This weekend we’re celebrating twice!
It’s the 43rd anniversary of my first visit to Oregon, which included the eruption of Mt St Helen’s (May 18, 1980). I took it as a sign! This was not Connecticut, where I had been born and raised, and it was definitely not Texas where I had spent the last 10 troubled years, but finally … the place I knew would be home from then on … and so it has been.
Also … we’re celebrating the Amazon Launch of my second book, Arms Filled With Bittersweet. It’s the second launching of a memoir written in both prose and poetry that explores a somewhat rugged, culturally complex childhood in rural Southington, Connecticut during the aftermath of the second world war, and what I brought with me through the decades that followed.
From my parents’ love song and the dark sorrows and angers of that house, to Miss Francis, my first-grade teacher who taught me to love words, to my friend MaryEllen who got me thinking about what it would take to revise religion so I wouldn’t have to abandon it completely, to the beggar, Dingaling, who gave me my first book of poems and Stella, who introduced me to Emile Zola’s encouragement to “live out loud” … it is a journey I would not have traded for the world.

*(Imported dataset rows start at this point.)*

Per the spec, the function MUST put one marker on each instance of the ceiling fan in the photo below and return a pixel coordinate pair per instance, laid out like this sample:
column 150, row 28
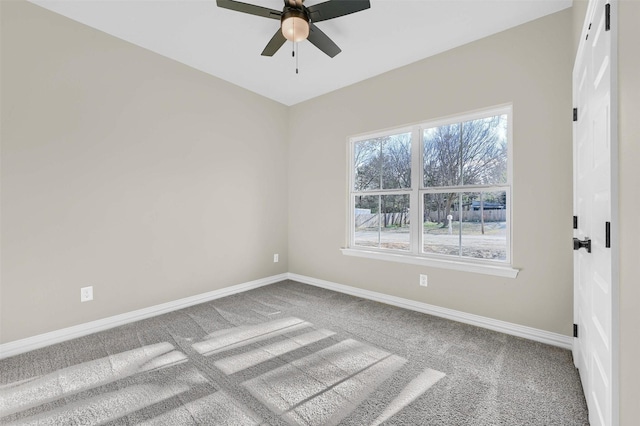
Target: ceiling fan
column 297, row 21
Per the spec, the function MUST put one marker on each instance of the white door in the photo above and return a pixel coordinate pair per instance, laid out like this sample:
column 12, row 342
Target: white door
column 593, row 301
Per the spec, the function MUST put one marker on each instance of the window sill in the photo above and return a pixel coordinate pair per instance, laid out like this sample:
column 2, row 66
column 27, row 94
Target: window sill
column 480, row 268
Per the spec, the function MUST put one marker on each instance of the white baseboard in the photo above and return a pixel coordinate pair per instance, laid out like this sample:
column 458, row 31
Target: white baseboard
column 535, row 334
column 24, row 345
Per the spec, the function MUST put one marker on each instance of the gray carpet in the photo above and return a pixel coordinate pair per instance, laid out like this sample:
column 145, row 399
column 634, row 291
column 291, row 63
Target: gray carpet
column 293, row 354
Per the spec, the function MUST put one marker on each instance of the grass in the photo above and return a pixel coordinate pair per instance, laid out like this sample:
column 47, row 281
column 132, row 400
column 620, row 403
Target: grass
column 468, row 228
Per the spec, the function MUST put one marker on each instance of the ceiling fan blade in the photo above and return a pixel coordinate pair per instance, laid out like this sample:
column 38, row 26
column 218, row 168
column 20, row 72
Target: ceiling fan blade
column 249, row 8
column 322, row 41
column 336, row 8
column 274, row 44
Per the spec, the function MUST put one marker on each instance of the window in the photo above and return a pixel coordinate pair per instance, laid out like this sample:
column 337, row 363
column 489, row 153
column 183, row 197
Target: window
column 437, row 193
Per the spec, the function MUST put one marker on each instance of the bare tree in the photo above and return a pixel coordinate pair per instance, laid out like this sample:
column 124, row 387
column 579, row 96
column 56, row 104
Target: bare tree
column 468, row 153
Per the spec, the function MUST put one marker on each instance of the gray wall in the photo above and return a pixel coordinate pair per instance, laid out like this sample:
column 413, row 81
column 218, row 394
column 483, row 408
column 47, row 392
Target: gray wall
column 130, row 172
column 529, row 65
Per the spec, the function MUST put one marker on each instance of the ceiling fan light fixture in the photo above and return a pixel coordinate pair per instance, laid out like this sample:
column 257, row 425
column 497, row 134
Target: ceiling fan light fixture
column 295, row 25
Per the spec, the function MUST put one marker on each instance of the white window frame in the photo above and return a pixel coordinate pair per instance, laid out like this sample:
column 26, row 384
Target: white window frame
column 416, row 193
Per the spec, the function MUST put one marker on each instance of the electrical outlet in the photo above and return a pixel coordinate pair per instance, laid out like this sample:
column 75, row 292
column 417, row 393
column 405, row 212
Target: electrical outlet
column 423, row 280
column 86, row 294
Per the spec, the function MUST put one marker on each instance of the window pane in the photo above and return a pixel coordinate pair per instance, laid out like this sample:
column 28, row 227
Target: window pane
column 441, row 224
column 394, row 229
column 484, row 225
column 484, row 151
column 367, row 220
column 382, row 221
column 367, row 164
column 441, row 159
column 396, row 161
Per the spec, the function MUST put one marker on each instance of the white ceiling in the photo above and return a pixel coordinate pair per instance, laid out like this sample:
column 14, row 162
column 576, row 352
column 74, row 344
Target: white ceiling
column 227, row 44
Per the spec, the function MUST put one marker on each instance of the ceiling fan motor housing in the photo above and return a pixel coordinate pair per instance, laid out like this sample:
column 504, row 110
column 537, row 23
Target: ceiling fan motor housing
column 294, row 24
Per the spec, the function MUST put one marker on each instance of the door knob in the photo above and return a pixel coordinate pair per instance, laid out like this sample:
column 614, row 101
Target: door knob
column 586, row 243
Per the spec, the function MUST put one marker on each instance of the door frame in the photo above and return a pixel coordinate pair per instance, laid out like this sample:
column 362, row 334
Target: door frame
column 615, row 216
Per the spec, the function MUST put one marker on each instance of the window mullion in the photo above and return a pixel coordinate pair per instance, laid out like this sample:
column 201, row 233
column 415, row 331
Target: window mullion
column 415, row 204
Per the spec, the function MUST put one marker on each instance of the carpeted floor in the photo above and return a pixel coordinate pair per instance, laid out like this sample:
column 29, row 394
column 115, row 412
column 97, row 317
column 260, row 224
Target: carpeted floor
column 293, row 354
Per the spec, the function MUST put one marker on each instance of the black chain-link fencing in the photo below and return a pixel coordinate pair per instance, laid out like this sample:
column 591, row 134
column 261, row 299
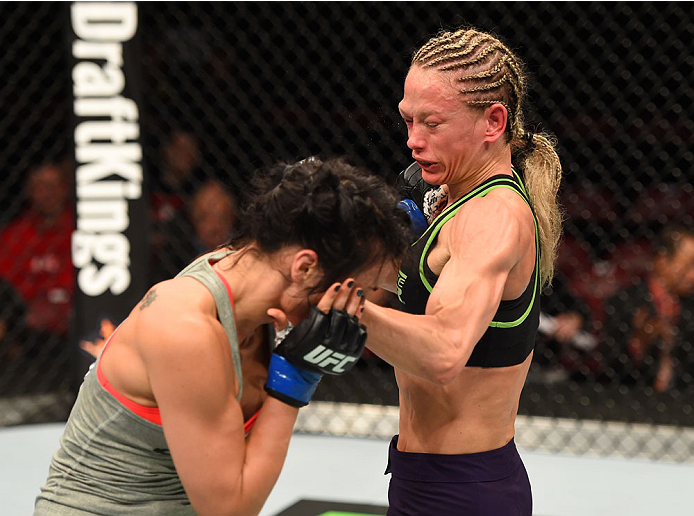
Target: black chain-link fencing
column 232, row 86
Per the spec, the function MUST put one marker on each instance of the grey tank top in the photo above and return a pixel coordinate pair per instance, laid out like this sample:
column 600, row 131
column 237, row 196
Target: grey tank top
column 113, row 462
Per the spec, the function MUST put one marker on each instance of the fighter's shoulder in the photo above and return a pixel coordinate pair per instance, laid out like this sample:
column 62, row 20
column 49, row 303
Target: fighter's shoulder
column 499, row 213
column 176, row 306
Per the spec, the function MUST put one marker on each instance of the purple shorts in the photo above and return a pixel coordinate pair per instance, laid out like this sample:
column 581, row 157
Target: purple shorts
column 489, row 483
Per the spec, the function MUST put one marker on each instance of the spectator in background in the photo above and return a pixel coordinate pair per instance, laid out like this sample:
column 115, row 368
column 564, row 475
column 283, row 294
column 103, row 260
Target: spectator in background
column 36, row 258
column 565, row 345
column 36, row 262
column 206, row 223
column 12, row 335
column 643, row 327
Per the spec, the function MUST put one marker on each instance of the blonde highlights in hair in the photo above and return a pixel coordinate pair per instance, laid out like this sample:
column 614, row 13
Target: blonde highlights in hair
column 486, row 72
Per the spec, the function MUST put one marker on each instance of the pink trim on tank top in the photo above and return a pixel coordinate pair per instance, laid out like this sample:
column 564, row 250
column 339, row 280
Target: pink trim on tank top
column 152, row 414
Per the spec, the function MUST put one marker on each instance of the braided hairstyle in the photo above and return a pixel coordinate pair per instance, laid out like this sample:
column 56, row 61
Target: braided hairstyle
column 347, row 215
column 486, row 72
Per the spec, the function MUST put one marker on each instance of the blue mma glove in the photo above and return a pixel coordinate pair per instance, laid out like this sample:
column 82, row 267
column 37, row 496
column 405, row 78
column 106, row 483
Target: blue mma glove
column 410, row 185
column 320, row 344
column 417, row 220
column 290, row 384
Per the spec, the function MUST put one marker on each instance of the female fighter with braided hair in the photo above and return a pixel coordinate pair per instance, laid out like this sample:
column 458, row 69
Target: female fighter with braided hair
column 162, row 424
column 470, row 286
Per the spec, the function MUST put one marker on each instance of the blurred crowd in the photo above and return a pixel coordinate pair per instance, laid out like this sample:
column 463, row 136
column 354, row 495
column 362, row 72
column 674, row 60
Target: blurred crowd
column 619, row 310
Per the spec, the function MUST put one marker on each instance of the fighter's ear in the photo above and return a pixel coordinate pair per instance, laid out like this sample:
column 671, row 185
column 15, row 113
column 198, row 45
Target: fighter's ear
column 305, row 269
column 496, row 118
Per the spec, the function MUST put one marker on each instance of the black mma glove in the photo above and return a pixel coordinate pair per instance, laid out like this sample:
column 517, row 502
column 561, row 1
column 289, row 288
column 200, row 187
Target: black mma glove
column 325, row 343
column 320, row 344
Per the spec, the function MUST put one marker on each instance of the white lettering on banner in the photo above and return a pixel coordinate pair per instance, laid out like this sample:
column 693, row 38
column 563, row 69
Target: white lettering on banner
column 109, row 159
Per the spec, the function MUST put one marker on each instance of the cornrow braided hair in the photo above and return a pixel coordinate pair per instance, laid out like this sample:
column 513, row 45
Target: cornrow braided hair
column 486, row 72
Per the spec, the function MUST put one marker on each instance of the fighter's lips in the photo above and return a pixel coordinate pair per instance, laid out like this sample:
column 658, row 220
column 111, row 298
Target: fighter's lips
column 425, row 164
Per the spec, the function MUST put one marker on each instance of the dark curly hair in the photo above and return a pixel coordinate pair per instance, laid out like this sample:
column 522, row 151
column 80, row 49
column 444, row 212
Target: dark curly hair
column 346, row 214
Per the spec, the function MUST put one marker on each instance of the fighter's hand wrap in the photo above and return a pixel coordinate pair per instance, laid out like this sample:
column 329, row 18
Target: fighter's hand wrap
column 320, row 344
column 410, row 185
column 429, row 200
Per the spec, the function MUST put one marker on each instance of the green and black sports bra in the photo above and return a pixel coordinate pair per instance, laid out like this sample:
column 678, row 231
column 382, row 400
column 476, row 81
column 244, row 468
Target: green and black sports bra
column 511, row 335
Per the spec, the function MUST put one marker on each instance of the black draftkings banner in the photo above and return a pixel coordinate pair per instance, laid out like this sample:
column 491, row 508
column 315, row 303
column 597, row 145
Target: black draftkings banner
column 109, row 245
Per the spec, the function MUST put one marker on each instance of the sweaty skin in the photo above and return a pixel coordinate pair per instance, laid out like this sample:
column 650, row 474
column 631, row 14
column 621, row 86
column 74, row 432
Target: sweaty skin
column 484, row 254
column 172, row 352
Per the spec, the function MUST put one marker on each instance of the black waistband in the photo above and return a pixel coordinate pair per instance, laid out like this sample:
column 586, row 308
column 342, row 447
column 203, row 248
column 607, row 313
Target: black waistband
column 470, row 467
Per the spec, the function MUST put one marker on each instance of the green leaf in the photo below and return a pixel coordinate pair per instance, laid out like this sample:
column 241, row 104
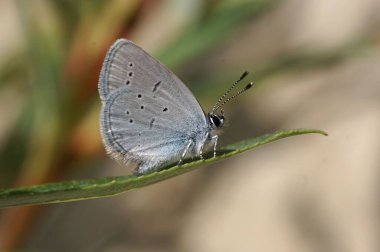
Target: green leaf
column 105, row 187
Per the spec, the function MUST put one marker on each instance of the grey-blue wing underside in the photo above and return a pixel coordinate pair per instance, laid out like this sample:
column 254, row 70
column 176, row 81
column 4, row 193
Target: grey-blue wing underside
column 148, row 114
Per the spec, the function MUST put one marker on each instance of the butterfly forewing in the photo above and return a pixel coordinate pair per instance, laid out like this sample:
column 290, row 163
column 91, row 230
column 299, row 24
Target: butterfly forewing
column 147, row 111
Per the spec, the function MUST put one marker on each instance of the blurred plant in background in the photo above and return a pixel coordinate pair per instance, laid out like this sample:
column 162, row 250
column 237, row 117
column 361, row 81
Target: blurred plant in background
column 51, row 54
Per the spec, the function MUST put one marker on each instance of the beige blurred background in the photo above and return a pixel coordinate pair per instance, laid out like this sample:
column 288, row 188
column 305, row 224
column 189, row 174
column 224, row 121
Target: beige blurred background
column 316, row 65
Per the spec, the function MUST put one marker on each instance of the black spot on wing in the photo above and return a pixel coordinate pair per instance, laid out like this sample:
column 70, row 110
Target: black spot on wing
column 156, row 86
column 151, row 123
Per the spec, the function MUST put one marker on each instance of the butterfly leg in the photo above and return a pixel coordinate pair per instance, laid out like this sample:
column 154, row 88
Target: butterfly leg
column 185, row 151
column 214, row 139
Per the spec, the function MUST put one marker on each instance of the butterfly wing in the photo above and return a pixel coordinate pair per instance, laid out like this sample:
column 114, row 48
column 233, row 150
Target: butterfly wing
column 148, row 114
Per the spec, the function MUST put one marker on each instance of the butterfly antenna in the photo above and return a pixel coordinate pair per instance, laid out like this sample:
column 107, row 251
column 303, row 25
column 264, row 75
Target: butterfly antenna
column 248, row 86
column 216, row 106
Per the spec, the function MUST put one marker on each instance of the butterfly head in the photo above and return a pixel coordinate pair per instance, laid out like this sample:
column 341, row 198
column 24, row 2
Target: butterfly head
column 216, row 121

It’s interesting to me how the telling of our life stories changes as we move through different stages of our lives. For me, as a lifelong writer, many of the stories and poems in Bittersweet began differently. For example, the poem “Stella”, which was posted as a video reading last week, was gleaned from a six-page rant about how my mother and Stella’s long-time friendship was threatened when I ran away from home to marry a Catholic boy. Had I published even 10 years ago, that piece might have been included. But by 2022, I had determined that it was to be one of those stories that needn’t be told and that was, in truth, not mine to tell. Stella will always be the Stella she was to me … precious. And there is “Uncharted Territory”, about my father’s last days, which started out blasting the medical industry and its ‘one-size-fits-all’ treatment plans.
Work by other poets has always strongly influenced my writing and I often use their words as epigraphs. I did this in the vignette about my father, titled “About Love”, where I took lines from Robert Hayden’s famous “Those Winter Sundays” … then with cracked hands that ached / from labor in the weekday weather made / banked fires blaze. No one ever thanked him.
I especially hold dear Alice Walker’s poem, “Love is not Concerned”, in which she kindly reminds me that love is not concerned / with whom you pray / or where you slept / the night you ran away / from home / love is concerned / that the beating of your heart / should kill no one.
“Lessons From the Farm”, which you can listen to here if you’d like, is another example of how we get to choose the ways we remember. And then the poem, “Scraps”, where I remind myself that … Back then I knew nothing about the kind of thread that never breaks no matter how tangled it might become or how long it is neglected.
So … back to the Amazon Launch, which is officially Sunday, May 21st … and my request for your help. There are two parts that I ask you to consider. (1) Purchase the eBook (which downloads to any digital device, not just Kindle) for the promo price of 99cents or the paperback for $12.99 ($7 less than my website price, but a lesser quality print & paper) AND/OR (2) If you’ve already read Arms Filled With Bittersweet, please be so kind as to leave a brief review. Amazon gives more attention to books with lots of reviews and I’d love for them to promote mine. If you are able to do this, know that I am Enormously Grateful!! So grateful, in fact, that next week, as a ‘Thank You’ gift, we plan to “give away” free copies of the eBook to the first 84 takers, hoping to bring more subscribers to my website as we continue to draw our circle of beloved rascals ever wider.
As always, Thank You to Rascals of all ages, Occasional & Everyday Writers, Artists, Farmers, Circus Performers, and Everyone In Between, for being part of our Circle. May we all enjoy the Blessings of the week to come.